AugESC: Dialogue Augmentation with Large Language Models for Emotional Support Conversation
This work addresses data scarcity in emotional support dialogue systems, offering a method to enhance model generalization, though it is incremental as it builds on existing augmentation techniques with LLMs.
The authors tackled the limited scale and topic coverage of crowdsourced dialogue corpora by using large language models to augment data for emotional support conversation, resulting in an augmented dataset (AugESC) that improves downstream models' generalization to open-domain topics with comparable quality to human-curated data.

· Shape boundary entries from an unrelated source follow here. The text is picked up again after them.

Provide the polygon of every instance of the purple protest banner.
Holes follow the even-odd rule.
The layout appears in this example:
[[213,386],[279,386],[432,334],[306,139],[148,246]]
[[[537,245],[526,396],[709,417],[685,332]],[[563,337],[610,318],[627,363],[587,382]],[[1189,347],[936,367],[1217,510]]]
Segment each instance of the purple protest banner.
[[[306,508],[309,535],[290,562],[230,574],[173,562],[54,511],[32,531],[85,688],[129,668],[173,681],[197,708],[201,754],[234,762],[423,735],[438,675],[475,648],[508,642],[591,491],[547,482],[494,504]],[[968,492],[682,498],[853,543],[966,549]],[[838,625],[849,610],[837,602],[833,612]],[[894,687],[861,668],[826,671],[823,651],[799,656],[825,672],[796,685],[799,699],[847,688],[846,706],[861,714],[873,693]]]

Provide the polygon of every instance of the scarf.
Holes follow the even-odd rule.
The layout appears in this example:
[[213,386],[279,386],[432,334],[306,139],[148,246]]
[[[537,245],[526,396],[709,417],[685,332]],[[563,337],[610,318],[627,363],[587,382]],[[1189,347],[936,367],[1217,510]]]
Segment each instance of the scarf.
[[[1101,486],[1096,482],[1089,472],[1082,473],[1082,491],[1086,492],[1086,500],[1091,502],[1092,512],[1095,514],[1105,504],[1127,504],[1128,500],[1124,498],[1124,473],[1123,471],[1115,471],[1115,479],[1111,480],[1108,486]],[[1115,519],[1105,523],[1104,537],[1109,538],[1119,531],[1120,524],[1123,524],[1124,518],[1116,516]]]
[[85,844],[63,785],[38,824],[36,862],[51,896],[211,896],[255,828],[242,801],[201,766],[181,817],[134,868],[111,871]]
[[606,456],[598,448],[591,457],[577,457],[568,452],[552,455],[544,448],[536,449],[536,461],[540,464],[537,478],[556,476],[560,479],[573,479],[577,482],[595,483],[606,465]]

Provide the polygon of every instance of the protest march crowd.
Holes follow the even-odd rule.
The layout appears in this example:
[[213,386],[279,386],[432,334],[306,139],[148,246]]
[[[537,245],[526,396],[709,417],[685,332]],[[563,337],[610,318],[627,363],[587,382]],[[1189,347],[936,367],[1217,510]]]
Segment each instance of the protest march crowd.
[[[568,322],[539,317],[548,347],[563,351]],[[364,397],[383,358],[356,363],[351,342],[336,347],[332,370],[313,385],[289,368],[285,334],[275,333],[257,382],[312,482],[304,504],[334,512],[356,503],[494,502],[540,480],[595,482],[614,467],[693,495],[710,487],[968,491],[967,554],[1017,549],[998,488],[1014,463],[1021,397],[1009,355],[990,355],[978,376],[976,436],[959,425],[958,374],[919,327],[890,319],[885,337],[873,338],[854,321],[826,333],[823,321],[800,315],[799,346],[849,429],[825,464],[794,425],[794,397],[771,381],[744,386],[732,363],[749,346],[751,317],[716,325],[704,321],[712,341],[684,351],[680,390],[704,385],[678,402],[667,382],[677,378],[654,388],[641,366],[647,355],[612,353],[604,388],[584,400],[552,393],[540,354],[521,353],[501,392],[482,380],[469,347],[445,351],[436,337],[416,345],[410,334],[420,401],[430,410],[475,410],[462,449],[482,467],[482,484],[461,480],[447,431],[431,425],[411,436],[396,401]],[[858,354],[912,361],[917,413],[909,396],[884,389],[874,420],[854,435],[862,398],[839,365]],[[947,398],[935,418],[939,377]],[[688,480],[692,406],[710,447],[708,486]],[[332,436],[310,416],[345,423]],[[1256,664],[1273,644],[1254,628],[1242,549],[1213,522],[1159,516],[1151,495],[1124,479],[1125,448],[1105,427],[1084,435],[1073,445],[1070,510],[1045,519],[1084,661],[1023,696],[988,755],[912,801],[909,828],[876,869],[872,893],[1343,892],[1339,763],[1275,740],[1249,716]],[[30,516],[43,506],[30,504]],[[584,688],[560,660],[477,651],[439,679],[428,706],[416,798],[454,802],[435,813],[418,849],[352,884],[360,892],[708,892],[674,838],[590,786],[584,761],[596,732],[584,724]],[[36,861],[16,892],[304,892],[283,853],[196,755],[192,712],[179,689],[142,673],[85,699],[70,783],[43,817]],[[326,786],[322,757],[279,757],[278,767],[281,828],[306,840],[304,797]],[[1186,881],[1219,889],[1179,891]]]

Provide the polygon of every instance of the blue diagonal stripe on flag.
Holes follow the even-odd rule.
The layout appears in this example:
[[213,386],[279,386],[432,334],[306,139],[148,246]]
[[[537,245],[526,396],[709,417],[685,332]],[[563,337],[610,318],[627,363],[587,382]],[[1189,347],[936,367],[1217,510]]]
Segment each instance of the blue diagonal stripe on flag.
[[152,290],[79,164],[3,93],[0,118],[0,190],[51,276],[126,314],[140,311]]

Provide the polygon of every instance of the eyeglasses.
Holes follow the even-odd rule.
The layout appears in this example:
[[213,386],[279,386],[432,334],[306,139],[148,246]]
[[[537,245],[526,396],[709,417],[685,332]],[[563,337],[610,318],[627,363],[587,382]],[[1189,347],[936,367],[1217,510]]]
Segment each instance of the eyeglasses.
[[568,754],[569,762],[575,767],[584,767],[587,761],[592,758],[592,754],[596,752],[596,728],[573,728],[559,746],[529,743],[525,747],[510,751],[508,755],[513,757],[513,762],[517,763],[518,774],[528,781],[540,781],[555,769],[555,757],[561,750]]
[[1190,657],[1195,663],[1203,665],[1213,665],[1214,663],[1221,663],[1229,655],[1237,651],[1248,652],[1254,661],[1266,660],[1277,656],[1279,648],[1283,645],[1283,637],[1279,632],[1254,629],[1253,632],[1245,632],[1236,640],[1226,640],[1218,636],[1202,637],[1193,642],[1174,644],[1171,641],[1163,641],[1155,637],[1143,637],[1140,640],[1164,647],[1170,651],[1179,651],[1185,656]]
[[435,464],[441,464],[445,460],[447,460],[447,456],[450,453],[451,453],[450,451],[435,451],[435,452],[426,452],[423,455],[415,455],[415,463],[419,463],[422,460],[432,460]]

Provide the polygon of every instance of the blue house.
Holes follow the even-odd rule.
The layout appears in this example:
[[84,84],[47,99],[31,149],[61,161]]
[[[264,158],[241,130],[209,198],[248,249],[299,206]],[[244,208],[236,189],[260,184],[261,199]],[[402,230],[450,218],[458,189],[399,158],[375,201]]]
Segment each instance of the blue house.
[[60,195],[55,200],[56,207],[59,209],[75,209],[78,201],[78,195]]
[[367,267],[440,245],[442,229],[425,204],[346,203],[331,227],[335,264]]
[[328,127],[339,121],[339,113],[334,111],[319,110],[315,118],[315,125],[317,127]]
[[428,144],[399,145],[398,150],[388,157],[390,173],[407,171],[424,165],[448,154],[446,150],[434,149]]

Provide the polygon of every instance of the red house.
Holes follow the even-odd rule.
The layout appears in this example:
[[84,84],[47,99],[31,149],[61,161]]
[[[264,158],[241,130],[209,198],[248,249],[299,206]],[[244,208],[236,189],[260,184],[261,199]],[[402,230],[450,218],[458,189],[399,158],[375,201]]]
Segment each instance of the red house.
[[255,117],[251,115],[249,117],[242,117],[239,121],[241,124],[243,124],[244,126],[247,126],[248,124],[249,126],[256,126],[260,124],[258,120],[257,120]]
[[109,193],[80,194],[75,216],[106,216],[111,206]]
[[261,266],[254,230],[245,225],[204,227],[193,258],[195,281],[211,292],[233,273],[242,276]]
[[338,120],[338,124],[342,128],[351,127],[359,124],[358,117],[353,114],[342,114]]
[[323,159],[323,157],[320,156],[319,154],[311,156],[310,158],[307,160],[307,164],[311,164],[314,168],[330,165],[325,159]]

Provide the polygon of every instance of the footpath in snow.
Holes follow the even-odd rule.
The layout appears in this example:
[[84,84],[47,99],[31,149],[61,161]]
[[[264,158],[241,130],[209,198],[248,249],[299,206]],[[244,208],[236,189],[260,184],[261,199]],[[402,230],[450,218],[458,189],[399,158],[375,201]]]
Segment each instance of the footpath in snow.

Crowdsourced dialogue corpora are usually limited in scale and topic coverage due to the expensive cost of data curation. This would hinder the generalization of downstream dialogue models to open-domain topics. In this work, we leverage large language models for dialogue augmentation in the task of emotional support conversation (ESC). By treating dialogue augmentation as a dialogue completion task, we prompt a fine-tuned language model to complete full dialogues from available dialogue posts of various topics, which are then postprocessed based on heuristics. Applying this approach, we construct AugESC, an augmented dataset for the ESC task, which largely extends the scale and topic coverage of the crowdsourced ESConv corpus. Through comprehensive human evaluation, we demonstrate that our approach is superior to strong baselines of dialogue augmentation and that AugESC has comparable dialogue quality to the crowdsourced corpus. We also conduct human interactive evaluation and prove that post-training on AugESC improves downstream dialogue models' generalization ability to open-domain topics. These results suggest the utility of AugESC and highlight the potential of large language models in improving data-scarce dialogue generation tasks.